まず気になったのは、「いい prompt って長さじゃないんだな」という、かなり当たり前でいて実は忘れがちな話が、コードを読むことでちゃんと腹落ちしているところだった。大きな成果物に見えて、実体は 349 行の JavaScript に収まっている。そこに少し驚く。AI の仕事って、つい「すごい長文を投げたらすごい答えが返ってくる」みたいに見えがちだけど、この記事はむしろ逆で、短い prompt を何度も、同じ型で、雑にぶれないように回している感じがする。
面白かったのは、著者が「Verifier が 3 回あるから正しい」と素直に受け取っていないところだ。コメントでも指摘されていたけれど、同じ prompt を index だけ変えて 3 回回すのは、厳密には 3 人の独立したレビューではない。これはかなり重要で、見た目の堅牢さと本当の堅牢さは別物だと分かる。AI の仕組みは、派手な機能より、こういう地味な設計の差で信頼感がかなり変わるのだと思う。
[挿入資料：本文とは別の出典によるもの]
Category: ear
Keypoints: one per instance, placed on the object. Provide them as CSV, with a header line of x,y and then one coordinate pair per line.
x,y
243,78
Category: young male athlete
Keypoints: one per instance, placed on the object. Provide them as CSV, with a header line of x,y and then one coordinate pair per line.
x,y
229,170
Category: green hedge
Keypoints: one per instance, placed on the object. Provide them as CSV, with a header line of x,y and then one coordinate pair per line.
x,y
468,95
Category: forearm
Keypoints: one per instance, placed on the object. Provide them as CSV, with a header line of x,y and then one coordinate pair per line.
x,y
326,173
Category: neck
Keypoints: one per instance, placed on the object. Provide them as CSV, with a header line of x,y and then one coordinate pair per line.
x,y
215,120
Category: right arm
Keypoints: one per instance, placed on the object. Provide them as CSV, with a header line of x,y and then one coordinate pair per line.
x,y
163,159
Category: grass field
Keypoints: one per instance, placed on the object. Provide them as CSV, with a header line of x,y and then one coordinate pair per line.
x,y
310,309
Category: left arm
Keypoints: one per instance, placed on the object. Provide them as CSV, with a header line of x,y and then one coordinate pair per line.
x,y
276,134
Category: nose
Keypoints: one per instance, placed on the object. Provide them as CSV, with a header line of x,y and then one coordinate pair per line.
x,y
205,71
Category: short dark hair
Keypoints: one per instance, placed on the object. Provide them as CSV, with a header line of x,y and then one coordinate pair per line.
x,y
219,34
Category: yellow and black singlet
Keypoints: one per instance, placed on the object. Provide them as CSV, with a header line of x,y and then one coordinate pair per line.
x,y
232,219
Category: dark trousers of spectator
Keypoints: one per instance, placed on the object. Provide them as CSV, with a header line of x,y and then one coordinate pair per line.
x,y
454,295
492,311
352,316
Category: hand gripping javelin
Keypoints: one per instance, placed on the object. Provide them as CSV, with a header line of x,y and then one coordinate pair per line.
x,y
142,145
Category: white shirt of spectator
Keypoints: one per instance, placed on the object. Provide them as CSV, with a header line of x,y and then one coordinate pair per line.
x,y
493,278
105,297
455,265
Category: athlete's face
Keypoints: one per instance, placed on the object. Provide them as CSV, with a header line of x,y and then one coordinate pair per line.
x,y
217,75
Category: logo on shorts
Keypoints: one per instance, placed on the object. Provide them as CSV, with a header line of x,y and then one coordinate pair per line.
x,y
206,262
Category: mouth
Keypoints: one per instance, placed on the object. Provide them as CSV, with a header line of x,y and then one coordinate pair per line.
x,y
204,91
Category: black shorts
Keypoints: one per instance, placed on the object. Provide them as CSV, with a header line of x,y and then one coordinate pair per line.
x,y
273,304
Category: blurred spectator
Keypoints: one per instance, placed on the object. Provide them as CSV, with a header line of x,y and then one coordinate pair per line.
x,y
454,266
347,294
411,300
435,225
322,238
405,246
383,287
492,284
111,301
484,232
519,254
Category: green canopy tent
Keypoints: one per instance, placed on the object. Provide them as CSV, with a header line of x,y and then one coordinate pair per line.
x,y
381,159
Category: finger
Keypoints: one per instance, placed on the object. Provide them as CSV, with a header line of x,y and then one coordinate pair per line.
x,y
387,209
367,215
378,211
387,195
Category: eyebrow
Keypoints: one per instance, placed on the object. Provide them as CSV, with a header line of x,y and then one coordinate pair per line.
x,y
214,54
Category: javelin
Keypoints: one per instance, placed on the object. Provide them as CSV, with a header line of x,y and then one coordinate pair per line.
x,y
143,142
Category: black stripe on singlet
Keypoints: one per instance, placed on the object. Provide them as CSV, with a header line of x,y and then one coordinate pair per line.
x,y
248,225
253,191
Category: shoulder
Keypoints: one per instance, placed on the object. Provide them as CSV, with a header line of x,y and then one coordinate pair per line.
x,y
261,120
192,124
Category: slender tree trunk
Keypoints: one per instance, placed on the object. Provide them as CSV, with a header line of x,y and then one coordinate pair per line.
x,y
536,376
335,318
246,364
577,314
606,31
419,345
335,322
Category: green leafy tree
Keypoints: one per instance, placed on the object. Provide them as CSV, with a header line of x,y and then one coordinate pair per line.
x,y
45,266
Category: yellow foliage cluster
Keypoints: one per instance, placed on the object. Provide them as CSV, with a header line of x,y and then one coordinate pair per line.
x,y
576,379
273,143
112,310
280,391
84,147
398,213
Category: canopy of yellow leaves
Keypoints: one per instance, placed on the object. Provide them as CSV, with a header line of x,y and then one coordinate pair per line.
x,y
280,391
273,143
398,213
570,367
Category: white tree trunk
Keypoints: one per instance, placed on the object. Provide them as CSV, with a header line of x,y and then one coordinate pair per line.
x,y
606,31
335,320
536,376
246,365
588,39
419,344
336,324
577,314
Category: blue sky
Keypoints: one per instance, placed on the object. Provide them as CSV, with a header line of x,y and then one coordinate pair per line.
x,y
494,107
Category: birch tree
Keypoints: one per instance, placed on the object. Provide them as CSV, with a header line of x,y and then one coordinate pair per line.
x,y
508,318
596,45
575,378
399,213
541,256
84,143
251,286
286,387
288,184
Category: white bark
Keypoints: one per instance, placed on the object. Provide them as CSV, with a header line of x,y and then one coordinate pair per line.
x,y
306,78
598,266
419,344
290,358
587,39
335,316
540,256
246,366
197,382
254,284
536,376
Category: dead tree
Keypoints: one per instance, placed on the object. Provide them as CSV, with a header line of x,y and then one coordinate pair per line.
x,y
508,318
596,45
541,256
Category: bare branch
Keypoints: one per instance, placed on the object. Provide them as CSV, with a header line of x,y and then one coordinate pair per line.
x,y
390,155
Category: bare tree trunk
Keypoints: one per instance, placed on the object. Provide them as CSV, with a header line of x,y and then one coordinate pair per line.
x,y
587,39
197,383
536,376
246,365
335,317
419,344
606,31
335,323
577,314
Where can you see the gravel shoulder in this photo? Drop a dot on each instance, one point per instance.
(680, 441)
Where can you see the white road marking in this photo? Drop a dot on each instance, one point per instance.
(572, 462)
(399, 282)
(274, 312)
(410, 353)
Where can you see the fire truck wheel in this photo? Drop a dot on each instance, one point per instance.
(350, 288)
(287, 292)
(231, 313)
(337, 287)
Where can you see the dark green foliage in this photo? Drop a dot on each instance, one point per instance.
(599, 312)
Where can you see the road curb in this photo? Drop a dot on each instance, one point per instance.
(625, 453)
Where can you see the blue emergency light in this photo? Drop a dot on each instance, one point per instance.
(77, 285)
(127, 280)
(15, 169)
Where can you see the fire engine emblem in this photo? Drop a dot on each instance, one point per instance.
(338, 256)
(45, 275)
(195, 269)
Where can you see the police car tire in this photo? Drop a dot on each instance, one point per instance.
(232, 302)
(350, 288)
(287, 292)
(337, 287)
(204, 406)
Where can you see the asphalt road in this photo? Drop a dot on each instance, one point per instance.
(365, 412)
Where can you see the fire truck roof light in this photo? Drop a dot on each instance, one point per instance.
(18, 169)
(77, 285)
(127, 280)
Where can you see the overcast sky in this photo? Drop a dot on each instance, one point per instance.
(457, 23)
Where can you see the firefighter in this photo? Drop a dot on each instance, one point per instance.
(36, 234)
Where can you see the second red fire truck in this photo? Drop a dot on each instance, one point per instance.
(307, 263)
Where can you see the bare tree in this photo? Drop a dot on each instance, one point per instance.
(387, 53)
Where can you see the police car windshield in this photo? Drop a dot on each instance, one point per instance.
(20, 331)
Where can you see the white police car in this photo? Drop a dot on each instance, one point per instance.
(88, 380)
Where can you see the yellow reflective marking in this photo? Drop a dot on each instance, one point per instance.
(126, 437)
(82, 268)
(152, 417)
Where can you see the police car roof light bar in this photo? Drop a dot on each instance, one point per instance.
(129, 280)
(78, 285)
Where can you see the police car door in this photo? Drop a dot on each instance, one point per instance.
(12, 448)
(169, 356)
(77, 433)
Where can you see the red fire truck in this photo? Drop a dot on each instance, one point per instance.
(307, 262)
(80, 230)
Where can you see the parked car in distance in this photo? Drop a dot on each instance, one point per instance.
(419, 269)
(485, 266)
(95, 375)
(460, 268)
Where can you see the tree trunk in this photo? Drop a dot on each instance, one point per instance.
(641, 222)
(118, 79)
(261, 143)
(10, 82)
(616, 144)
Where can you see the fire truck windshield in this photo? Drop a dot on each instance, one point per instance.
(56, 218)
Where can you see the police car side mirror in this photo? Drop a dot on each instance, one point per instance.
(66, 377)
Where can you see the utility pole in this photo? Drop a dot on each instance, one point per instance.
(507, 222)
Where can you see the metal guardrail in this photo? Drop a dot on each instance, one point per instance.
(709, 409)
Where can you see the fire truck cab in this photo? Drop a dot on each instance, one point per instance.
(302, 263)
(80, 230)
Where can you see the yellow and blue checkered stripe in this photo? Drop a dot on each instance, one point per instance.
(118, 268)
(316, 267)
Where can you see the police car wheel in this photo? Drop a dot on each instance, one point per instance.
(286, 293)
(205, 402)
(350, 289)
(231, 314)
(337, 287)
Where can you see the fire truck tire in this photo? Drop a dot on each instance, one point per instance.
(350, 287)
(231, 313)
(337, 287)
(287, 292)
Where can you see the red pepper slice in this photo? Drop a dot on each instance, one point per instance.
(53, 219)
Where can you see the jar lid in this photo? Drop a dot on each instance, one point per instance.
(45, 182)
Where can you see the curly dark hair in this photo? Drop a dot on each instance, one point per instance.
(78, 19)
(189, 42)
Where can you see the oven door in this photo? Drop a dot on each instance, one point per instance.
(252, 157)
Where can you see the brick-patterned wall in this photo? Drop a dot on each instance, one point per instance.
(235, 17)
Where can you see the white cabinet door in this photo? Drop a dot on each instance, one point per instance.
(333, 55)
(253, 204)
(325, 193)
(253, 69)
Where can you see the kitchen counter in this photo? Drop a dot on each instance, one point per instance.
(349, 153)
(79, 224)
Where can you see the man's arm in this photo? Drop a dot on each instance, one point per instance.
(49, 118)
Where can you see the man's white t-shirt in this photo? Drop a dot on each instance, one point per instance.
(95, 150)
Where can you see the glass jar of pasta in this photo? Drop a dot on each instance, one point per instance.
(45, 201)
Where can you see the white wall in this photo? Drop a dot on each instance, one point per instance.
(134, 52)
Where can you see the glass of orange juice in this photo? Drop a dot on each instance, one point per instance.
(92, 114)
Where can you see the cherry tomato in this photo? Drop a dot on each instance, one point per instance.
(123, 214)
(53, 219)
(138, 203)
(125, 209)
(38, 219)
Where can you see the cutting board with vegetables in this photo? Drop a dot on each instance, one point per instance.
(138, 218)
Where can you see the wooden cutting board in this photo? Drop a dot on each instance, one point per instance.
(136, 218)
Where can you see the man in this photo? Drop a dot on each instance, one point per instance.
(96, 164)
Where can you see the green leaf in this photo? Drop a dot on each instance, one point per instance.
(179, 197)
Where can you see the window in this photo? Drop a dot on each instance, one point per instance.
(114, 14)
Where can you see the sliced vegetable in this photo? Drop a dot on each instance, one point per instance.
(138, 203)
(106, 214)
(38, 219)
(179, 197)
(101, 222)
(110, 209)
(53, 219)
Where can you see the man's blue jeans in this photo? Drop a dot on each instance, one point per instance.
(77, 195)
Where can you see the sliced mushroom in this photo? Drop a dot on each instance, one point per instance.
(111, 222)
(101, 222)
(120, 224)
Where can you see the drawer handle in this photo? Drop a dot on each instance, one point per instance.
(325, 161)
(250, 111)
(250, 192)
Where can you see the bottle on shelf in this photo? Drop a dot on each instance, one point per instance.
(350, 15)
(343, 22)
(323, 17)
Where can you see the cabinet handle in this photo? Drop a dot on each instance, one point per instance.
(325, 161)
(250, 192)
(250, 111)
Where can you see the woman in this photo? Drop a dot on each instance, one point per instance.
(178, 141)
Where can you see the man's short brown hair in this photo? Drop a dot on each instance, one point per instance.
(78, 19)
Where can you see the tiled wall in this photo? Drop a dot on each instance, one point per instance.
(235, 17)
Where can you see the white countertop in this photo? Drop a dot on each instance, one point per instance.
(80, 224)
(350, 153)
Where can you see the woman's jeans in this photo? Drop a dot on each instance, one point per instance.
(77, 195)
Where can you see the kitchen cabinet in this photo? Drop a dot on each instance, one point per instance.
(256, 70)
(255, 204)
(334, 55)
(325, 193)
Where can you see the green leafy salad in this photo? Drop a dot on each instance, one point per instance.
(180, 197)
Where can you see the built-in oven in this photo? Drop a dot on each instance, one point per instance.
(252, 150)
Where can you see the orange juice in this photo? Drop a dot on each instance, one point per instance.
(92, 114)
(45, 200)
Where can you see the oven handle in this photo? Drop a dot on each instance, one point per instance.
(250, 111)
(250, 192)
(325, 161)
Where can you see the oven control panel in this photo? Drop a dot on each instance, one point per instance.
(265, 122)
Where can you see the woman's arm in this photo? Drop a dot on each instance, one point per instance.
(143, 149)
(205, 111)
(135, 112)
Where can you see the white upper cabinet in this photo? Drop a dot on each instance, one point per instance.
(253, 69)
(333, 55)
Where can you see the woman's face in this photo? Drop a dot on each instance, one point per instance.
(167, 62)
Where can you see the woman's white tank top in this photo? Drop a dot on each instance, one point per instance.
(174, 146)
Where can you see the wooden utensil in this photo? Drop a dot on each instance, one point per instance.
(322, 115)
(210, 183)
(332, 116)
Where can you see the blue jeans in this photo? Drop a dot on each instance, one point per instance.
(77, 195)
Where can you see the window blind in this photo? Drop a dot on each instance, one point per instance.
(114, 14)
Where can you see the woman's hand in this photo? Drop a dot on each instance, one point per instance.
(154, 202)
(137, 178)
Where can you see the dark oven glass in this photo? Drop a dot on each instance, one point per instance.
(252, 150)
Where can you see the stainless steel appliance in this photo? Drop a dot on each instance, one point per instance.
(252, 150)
あと、refuted=true をデフォルトにして、迷ったら否定側に倒す、という発想がいかにも実戦的だった。人間のレビューでも、断定しきれないなら保留にするか慎重に倒すかで結果は全然違う。AI にも同じ癖を持たせているのがうまい。逆に言うと、ここを曖昧にすると、もっともらしいけど根拠の薄い答えが静かに混ざるんだろうなと思う。
一番納得したのは、著者がその構造を読んで終わりにせず、自分の用途に合わせて骨組みを抜き出しているところだった。技能の本体は長い文章ではなく、何をいつ待ち、何を並列にして、どこで締めるか、という orchestration にある。たぶん今後、こういう「小さく書いて、賢く回す」タイプの設計が、AI ツールの上手さを決めていくんじゃないかと思う。